State legislatures continue to focus on sex education, with legislation enacted in nine states (Arizona, Colorado, Connecticut, Illinois, New Jersey, New York, Tennessee, Utah and Virginia) and DC. State legislation passed this year primarily focused on expanding the scope of sex education to provide information on sexual consent, include LGBTQ students, and promote healthy and violence-free relationships. Including these new laws, 24 states and DC require some form of sex education.
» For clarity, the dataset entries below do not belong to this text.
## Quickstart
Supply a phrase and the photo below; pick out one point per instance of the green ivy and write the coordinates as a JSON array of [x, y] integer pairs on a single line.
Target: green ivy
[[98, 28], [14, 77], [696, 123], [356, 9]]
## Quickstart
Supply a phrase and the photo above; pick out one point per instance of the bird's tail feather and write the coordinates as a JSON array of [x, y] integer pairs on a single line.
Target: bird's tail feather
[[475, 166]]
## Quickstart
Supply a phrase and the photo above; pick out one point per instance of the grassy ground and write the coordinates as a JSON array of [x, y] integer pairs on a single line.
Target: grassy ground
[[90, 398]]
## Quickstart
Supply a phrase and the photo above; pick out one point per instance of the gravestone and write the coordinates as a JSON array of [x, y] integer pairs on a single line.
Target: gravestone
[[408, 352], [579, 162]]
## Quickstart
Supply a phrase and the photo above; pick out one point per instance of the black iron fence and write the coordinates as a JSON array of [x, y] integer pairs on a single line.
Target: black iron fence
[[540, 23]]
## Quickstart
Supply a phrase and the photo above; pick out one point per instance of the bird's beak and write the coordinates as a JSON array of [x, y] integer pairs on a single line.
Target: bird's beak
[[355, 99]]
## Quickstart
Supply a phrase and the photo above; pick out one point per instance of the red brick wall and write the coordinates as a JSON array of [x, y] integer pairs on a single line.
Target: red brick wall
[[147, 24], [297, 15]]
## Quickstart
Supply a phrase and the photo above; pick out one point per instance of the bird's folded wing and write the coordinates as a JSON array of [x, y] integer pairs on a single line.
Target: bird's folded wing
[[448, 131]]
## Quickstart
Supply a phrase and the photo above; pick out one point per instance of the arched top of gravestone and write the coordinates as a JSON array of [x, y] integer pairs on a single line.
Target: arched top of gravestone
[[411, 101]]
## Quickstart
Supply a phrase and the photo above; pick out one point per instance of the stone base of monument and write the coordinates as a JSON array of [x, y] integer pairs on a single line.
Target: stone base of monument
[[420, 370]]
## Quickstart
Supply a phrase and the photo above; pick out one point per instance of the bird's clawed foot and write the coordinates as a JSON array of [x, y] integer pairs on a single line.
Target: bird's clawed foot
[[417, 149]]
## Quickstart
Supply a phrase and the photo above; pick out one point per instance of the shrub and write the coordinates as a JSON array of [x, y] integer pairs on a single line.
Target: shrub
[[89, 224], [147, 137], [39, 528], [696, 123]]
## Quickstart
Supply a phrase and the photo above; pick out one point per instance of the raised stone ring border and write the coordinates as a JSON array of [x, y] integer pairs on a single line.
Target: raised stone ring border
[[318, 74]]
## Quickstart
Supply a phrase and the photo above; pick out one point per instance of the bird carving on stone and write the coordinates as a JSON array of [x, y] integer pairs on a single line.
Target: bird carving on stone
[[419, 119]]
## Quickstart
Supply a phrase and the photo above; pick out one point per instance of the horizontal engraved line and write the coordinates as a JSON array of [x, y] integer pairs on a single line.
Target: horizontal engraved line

  • New laws in Illinois, New Jersey and DC require education on sexual consent:
    • In Illinois, the instruction must include information on consent, withdrawal of consent and actions that do not constitute consent.
    • The New Jersey law includes instruction on the right to refuse unwanted sexual activity and the importance of respecting others’ refusals.
    • In DC, instruction must cover personal boundaries and healthy relationships.
  • Four states passed laws related to education around sexual violence:
    • Connecticut’s law requires education on prevention of sexual assault and dating violence.
    • The New York law requires education on prevention of child sexual exploitation and abuse.
    • Tennessee’s law encourages schools to provide age-appropriate sexual violence awareness education in grades 7–12.
    • The Virginia law requires evidence-based and age-appropriate instruction on human trafficking.
  • Arizona repealed a provision of the state’s sex education law that prohibited HIV/AIDS instruction provided to students in grades K–12 from offering positive information about homosexuality.
  • Utah amended its sex education law so that schools may, but are not required to, include information on contraception.
  • Colorado expanded requirements for sex education when it is provided in schools. The new law requires sex education to be provided without bias, expands the requirements for contraception education and adds requirements for providing information on adoption, abortion, parenting and infant abandonment. The curriculum must also cover recognition and withdrawal of sexual consent. In addition, the sex education material is not allowed to endorse a religion, use shame-based or stigmatizing language, use gender stereotypes or exclude LGBTQ individuals.

Insurance Coverage of Contraceptives

In 2019, four states with existing guarantees for contraceptive coverage strengthened and expanded those requirements. There are currently 29 states that have a contraceptive coverage guarantee.

  • Amendments to New Mexico and New York laws require health insurance plans to cover, without cost sharing, all U.S. Food and Drug Administration–approved contraceptives, emergency contraception and sterilization.
    • In both states, the amendments require private plans to cover over-the-counter contraceptive methods and require coverage for an extended supply of a method dispensed at one time—a six-month supply in New Mexico and a 12-month supply in New York.
    • In New Mexico, coverage for male sterilization and male condoms was excluded from high-deductible private insurance plans (in order to comply with an interpretation of federal law around those types of plans).
    • The laws also require both states’ Medicaid programs to cover up to a 12-month supply of contraceptives dispensed at one time.

Other Measures

A new Washington state law bars private health insurance plans, student health plans and Medicaid from automatically denying reproductive health care services based on a patient’s gender. The new law also requires coverage of condoms, services related to sexual assault, well-person preventive visits, prenatal vitamins and breast pumps.